Ndubuisi Orji, Abuja
The House of Representatives, yesterday, passed for second reading a bill seeking to amend the 2010 Electoral Act with a proposal of N5 billion as maximum campaign expenditure to be incurred by a presidential candidate.
The House is also proposing N1 billion, N100 million and N70 million as maximum campaign expenditure for governorship, senatorial and House of Representatives candidates respectively.
Expenses for candidates for Houses of Assembly, chairmanship and councillorship candidates in area councils in the Federal Capital Territory (FCT) is pegged at N30 million and N5 million respectively.
This is coming as the House passed for second reading a bill seeking to amend the repeal the Electoral Act number 6 of 2010 and reenact the Independent National Electoral Commission (INEC) Act of 2020.
The proposed legislation, which has 157 clauses is geared at addressing issues relating to the use of card readers and other technological devices in election and political party primaries.
The bill is also seeking to address the timeline for the submission of list of candidates criteria for substitution of candidates and address omission of names of candidates or logos of political parties among others.
INEC to use card reader
Chairman, House of Representatives Committee on INEC and Political Parties Matters and sponsor of the bill, told newsmen the 2020 Electoral Bill would empower INEC to use card reader and other technologies to conduct elections.
Card reader would be used for accreditation while other appropriate technologies would be used to transmit results.
The lawmaker said it was expedient to amend the electoral law in other to deepen the nation’s democracy, adding that the bill would also help to regulate the federal, state and local government polls.
She said the amendment has become necessary because of the flaws observed in the nation’s elections, noting that there were some lacuna that needed to be amended.
Dakku said the Senate, House of Representatives, the judiciary and the Federal Executive Council (FEC) were on the same page to forestall a repeat of what happened during the eighth National Assembly when President Muhammadu Buhari refused to assent to the electoral bill.
The lawmaker added that the House would also come up with a bill for establishment of Electoral Offences Commission to tackle the issue of electoral malpractices, diaspora voting and independent candidacy will be addressed in the review of the 1999 Constitution (as amended).
PIB for second reading
The House of Representatives has passed for second reading the Petroleum Industry Bill (PIB) with a pledge to surmount all obstacles that had militated against the proposed legislation in the past.

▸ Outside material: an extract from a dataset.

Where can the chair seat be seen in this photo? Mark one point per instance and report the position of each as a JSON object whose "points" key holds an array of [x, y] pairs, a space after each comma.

The proposed legislation entitled: ‘A Bill for an act to provide legal, governance, regulatory and fiscal framework for the Nigerian petroleum industry, the development of host community and for related matters” was transmitted to the House by President Muhammadu Buhari in September 2020.
The bill seeking the unbundling of the Nigerian National Petroleum Corporation (NNPC) proposes the establishment of Nigerian Upstream Regulatory Commission to be responsible for the technical and commercial regulation of upstream petroleum operations.
Speaker Femi Gbajabiamila, who referred the bill to the House Committee on Petroleum Upstream, assured that the PIB will be passed by the ninth Assembly as all the various challenges that truncated the passage of the bill in the previous assemblies had been taken care off.